Expected profit in the test stage is (n1 + n2)μ, meaning the expected average profit is μ. The decision criteria if the treatments are equally sized is just δ(y1, y2) = I(y1 > y2), where y are average outcomes and I is the indicator function.
Expected average profit in the roll stage exceeds μ because we have a better than even likelihood of picking the best variant.
Optimal n1 and n2 are shown by the authors and have interesting properties:
n1 = n2 (in this setting with neutral priors)
n1 + n2 < N (always)
n1 and n2 grow with s, because higher s means we have less certainty for any given test sample
n1 and n2 decrease with σ. σ2 is the variance in outcomes from treatments in general. If σ is large, we have a larger likelihood of seeing dramatically different results in the test stage, so we are more likely to have certainty about which treatment is better. Furthermore, that dramatic difference means that exploitation pays off more—or, equivalently, that testing is costly—because one treatment will be worse than the other.
The authors determine expected regret relative to an omniscient practitioner who knows the better treatment ahead of time with no uncertainty, shown in equation 14. This regret is O(√N), meaning that regret grows proportionally to the square root of sample available. This is dramatically better than regret for the null hypothesis regime, which is Ω(N), asymptotically lower bound by N. For profit-maximization, it makes sense that a profit-maximizing rule will create much more profit than a rule tuned for a specific trade-off of experiment false positives and experiment false negatives.
Extension to asymmetric priors
Naturally you might want to favour one treatment, perhaps an incumbent.

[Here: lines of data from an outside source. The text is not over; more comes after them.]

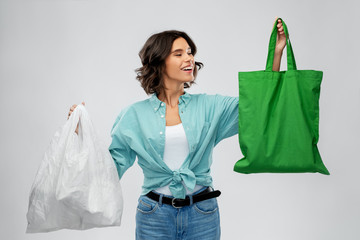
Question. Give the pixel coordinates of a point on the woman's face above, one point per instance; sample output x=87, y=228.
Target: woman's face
x=179, y=65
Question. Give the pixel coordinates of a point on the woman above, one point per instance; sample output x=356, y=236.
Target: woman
x=173, y=134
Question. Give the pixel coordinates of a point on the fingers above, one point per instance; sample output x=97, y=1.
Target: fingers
x=72, y=108
x=280, y=27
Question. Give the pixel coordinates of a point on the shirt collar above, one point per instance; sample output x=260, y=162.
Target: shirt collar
x=156, y=103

It might have survived previous experiments. You want to give it an advantage, and you may also have previous data on how it performed. This still fits in the general profit-maximization framework and the specific model presented. Section 4 of the paper goes into detail. These priors will affect optimal sample size, and they also are used in the decision criteria. That decision criteria is still to pick the treatment with the best expected outcome, but now that expected outcome is informed by priors.
The authors wrote that:
The typical null hypothesis test in (1) provides no guidance on which treatment to deploy when the results are not significant. Many A/B testers advocate deploying the incumbent treatment (if there is one) in the interest of being “conservative”
Conservatism can make sense. We do have prior information. We also might have costs in effort, complexity, or tech debt. Another hard-to-measure cost could be the spillover effects on customers of continually changing the product. But we can get conservatism in a structured manner, through an optimization equation, rather than tuning null hypothesis parameters through trial and error over many experiments.
Comparison with multi-armed bandits
Throughout the paper, multi-armed bandits (MABs) are the elephant in the room. In a MAB, throughout the experiment we adjust the proportions of customers for each treatment. Specifically, with the Thompson sampling mechanism for MABs we assign to each treatment in proportion to the likelihood that it’s the best treatment. If we have no priors, then both treatments start with equal traffic, a 50/50 split.4 As one starts to perform better than the other, we assign it more traffic. MABs smoothly blend exploration and exploitation.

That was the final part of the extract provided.